Unemployment is widely regarded as contributing to a range of mental and physical health issues. Is any job better than no job though? That was the question posed by a team from the University of Manchester in a recently published study.
It finds that this is not always the case, with people employed in low paid or stressful jobs often not enjoying better health than those who are still unemployed.
The study sought to examine any link between our health and stress levels and job transitions, with a particular focus on the health of people who remained unemployed versus those who went into poor quality work.
A group of participants, who were unemployed at the start of the study, were tracked for a further two years, both in terms of their allostatic load biomarkers and self-reported health.
The allostatic load is a reflection of the physiological consequences of a prolonged period of chronic stress. It’s a commonly used measure of how work-related stress impacts our health. Traditionally it takes data across ten distinct physiological measures, including from the cardiovascular, metabolic and immune systems. The researchers expanded this to include a further two readings that helped to provide coverage of areas such as cholesterol and blood pressure.
The team then looked to measure job quality by using five distinct variables: pay, insecurity, control, satisfaction and anxiety.
Not all jobs are equal
When the biomarkers were analyzed, a clear pattern began to emerge for people who went from unemployment to low quality work. High stress levels and deteriorating health were remarkably common in this group, in stark contrast to those who moved into high quality jobs, who all had low levels of the biomarkers.
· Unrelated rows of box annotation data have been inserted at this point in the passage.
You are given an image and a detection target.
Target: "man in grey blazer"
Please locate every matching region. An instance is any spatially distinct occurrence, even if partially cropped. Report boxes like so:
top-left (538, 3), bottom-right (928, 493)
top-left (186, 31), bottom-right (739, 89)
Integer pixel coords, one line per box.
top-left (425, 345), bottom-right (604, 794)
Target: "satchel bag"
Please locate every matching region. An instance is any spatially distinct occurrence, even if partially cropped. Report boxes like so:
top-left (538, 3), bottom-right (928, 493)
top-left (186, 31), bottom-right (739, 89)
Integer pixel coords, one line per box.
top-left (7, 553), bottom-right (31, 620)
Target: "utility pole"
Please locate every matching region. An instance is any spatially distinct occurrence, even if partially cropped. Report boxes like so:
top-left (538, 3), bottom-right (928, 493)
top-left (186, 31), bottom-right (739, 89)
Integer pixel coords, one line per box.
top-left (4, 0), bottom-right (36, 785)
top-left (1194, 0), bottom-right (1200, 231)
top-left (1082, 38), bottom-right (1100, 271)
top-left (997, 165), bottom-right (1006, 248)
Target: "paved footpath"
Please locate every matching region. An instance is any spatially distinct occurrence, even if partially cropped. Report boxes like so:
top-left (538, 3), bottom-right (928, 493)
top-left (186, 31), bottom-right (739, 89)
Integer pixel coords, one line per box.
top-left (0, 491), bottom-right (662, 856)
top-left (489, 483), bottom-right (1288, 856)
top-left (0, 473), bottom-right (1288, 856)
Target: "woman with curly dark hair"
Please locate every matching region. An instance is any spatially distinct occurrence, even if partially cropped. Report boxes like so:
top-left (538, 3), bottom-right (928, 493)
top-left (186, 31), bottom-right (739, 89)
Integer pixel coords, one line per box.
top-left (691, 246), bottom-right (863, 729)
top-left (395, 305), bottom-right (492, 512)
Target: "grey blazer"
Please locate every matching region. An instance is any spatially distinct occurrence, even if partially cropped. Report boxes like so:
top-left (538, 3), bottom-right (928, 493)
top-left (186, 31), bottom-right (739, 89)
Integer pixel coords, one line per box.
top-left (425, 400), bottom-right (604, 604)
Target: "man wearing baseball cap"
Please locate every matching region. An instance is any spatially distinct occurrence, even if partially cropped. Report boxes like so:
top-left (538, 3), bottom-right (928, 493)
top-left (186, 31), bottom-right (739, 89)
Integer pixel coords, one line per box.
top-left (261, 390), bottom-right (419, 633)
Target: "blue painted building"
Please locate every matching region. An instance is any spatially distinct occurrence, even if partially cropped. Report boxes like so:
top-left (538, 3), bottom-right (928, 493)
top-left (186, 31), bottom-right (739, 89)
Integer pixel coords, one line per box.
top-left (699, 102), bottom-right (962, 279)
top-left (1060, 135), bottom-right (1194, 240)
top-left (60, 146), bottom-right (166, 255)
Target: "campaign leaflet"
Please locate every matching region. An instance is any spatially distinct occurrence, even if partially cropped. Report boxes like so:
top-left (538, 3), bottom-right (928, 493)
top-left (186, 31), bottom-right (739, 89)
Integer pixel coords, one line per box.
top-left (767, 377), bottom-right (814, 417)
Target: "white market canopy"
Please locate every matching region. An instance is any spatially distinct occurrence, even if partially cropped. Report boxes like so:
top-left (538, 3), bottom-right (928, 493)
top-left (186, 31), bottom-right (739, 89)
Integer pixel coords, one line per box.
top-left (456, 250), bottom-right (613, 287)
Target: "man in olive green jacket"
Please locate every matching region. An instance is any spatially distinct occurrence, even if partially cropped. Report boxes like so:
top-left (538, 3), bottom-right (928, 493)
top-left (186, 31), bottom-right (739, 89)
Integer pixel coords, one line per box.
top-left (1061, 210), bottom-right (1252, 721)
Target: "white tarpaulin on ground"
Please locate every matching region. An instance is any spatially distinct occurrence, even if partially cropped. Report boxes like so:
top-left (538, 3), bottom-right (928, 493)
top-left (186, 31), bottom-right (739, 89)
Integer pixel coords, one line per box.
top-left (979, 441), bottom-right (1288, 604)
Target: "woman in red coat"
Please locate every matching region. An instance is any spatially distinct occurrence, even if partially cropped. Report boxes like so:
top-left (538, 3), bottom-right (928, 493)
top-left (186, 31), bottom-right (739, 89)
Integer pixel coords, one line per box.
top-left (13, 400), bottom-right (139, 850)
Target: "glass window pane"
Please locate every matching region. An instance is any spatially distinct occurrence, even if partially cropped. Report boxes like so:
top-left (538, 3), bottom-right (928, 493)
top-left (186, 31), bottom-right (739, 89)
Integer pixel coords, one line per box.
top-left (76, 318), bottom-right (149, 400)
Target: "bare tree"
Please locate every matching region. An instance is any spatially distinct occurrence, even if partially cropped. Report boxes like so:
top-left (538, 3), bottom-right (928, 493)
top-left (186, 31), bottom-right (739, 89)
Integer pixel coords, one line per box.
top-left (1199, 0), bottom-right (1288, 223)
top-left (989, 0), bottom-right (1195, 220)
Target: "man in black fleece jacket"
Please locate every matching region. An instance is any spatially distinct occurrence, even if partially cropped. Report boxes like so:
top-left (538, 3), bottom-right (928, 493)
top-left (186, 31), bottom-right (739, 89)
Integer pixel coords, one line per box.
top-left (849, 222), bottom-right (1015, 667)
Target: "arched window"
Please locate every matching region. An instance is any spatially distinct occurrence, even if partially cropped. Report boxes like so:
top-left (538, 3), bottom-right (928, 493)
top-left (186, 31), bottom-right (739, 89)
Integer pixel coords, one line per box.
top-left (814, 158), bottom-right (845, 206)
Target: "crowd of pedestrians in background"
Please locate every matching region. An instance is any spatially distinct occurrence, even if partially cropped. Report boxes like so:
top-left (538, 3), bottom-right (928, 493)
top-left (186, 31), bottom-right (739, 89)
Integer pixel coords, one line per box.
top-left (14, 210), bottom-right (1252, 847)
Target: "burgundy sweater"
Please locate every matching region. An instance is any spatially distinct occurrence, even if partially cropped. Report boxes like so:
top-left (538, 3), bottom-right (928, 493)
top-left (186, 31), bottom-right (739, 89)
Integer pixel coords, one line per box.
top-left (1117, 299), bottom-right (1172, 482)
People who moved into poor quality jobs reported significantly higher stress levels, with a transition into this kind of work having no benefit at all on ones physical health. By contrast, moving into good quality work was associated with improvements in both physical and mental health.
“Job quality cannot be disregarded from the employment success of the unemployed,” the authors say. “Just as good work is good for health, we must also remember poor quality work can be detrimental to health.”